If I had a dollar for every time someone asked me whether the cloud secure or not, I’d be running my own philanthropic foundation by now.
The reality is that while no system is 100% secure, there are some very simple steps everyone can take to make their own systems more secure. Today I want to talk about 3 simple steps non-technicians can do to secure their systems against attack.
1 – Use long passwords that are easy to remember
The simplest thing you can start doing today is to change your password from a short complicated word to a passphase. The article above explains it better than I can here. If you prefer video, check out Edward Snowden’s video below.
2 – Have a different password for every service
Most people i speak to are very proud of the fact that they have a different password for their bank to their other services. While I applaud this mentality, unfortunately their bank password is far less important than their email or even facebook password.
There have been numerous examples where people have thought they were talking to a loved one online when it was a bad guy using social engineering to get information to unlock an account.
Now I know what you’re thinking, I can barely remember one password, let alone 10 or 100. This is where a password manager comes in. A password manager allows you to store all your passwords securely and access them with just one login.
3 – Use Multi-Factor-Authentication as much as possible
MFA or 2FA as its also known, means you cannot login to a system without two or more things;
- Something you have (phone, token etc)
- Something you know (password)
Banks have used this for years.
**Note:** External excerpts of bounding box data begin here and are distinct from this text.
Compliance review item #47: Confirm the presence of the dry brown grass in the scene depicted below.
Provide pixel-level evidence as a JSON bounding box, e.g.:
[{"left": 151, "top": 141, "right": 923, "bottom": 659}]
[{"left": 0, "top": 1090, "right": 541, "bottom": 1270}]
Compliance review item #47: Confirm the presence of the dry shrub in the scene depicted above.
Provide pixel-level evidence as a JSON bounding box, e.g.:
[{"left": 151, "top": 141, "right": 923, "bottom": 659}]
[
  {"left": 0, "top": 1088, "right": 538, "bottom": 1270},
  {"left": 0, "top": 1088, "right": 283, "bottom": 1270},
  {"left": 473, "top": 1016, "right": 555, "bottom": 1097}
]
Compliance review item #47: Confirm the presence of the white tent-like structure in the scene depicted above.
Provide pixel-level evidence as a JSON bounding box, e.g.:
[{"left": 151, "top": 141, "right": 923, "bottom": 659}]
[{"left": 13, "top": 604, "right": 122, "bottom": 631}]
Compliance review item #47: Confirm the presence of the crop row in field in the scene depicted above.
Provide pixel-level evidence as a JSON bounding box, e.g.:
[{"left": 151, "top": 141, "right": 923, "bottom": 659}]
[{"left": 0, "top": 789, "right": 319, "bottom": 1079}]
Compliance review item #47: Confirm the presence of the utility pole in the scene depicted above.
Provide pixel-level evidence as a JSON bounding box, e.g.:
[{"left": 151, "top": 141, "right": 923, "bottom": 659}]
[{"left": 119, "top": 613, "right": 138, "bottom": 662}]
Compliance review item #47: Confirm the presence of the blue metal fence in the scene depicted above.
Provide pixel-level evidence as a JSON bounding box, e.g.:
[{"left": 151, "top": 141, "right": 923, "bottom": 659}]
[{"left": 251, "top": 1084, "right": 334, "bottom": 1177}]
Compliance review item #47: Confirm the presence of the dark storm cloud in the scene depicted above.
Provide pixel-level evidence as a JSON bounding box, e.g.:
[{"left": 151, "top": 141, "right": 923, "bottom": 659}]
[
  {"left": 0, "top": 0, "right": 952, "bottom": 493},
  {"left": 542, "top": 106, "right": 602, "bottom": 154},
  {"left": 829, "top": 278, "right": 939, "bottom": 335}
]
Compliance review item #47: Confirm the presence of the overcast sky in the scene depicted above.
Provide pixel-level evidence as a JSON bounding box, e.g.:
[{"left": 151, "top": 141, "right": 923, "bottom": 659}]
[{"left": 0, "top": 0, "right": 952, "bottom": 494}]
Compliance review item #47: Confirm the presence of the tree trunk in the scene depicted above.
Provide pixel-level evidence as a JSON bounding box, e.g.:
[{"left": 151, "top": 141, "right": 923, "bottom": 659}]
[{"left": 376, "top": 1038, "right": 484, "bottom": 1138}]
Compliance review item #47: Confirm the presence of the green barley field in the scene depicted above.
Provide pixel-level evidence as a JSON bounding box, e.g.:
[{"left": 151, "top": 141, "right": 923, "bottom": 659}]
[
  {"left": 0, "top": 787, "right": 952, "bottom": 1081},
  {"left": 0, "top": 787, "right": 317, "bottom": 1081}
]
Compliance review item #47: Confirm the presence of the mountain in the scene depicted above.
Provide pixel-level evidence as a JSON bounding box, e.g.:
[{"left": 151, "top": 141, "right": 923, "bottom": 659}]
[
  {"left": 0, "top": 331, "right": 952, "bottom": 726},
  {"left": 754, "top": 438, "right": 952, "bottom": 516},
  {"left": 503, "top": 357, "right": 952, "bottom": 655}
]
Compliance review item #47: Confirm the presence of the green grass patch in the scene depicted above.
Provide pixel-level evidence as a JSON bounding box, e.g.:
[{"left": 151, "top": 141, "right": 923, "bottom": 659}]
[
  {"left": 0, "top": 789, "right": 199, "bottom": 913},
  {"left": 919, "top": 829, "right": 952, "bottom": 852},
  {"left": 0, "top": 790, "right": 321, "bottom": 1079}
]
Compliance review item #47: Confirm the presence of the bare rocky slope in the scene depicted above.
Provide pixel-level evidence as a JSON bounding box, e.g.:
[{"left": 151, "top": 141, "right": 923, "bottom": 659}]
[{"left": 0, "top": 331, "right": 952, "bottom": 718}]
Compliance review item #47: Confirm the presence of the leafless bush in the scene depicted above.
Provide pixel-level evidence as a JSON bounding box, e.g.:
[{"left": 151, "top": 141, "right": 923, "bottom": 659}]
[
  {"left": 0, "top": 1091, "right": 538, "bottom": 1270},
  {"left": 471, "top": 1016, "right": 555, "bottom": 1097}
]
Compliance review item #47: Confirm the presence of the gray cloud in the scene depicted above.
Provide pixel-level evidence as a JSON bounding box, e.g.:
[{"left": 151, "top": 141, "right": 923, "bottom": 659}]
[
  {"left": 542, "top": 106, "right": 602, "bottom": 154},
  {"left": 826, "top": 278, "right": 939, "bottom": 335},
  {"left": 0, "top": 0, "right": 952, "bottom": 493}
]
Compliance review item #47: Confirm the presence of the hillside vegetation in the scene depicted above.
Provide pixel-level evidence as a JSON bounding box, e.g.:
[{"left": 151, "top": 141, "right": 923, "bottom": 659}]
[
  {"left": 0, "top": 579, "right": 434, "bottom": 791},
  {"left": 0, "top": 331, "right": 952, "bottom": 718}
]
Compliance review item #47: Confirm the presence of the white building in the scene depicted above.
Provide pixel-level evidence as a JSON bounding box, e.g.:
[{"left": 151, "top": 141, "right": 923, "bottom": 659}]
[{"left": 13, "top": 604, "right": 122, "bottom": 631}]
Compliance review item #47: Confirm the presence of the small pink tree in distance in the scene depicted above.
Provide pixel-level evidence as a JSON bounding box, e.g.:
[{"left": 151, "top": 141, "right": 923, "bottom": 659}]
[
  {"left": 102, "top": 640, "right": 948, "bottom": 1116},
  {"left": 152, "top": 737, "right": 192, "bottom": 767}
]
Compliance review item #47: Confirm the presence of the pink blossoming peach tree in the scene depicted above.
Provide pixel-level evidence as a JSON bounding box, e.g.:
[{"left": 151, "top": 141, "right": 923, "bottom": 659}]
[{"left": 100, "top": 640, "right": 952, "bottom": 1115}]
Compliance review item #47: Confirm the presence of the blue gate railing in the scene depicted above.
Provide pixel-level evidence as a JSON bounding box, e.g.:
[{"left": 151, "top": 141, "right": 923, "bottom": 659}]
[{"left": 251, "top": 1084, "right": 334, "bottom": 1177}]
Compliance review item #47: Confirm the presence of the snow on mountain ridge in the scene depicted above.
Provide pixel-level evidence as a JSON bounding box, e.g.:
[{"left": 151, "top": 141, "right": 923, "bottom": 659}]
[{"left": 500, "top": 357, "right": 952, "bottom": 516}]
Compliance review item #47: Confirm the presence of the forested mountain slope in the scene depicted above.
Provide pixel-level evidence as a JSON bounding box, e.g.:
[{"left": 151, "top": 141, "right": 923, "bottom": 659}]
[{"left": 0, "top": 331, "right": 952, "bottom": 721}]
Commonwealth Bank sends out a notification on your phone through their app (or SMS) if you want to transfer money to someone else’s account.
In the picture above, the MFA apps I use are;
- Lastpass Authenticator
- Logmein Authenticator
- Google Authenticator
There are other options on the market but you are probably going to use Google Authenticator for most services.
There are also options like Yubikey that you can use as well to secure your online services.
Increasingly it’s humans that will need to take ownership of their own security within an organisation. Its no longer good enough to leave all that stuff to the IT guys, it’s everyones responsibility to be safe with data in the workplace.
The good news is, with a few easy steps, you improve your security without a complicated technical knowhow.
Offline passwords need to be more secure than online passwords.
Because offline passwords can be guessed a trillion times a second without anyone ever being able to know what’s happening, you should have a more complex password offline than online. Remember our horse passphrase with 44 bits of entropy(randomness)? well you need a password with 70 to 80 bits of entropy in order to be reasonably assured of its security.
Want to know how secure your password is?
Try putting your password (or something similar) into this checker online. I say something similar because no system is 100% secure.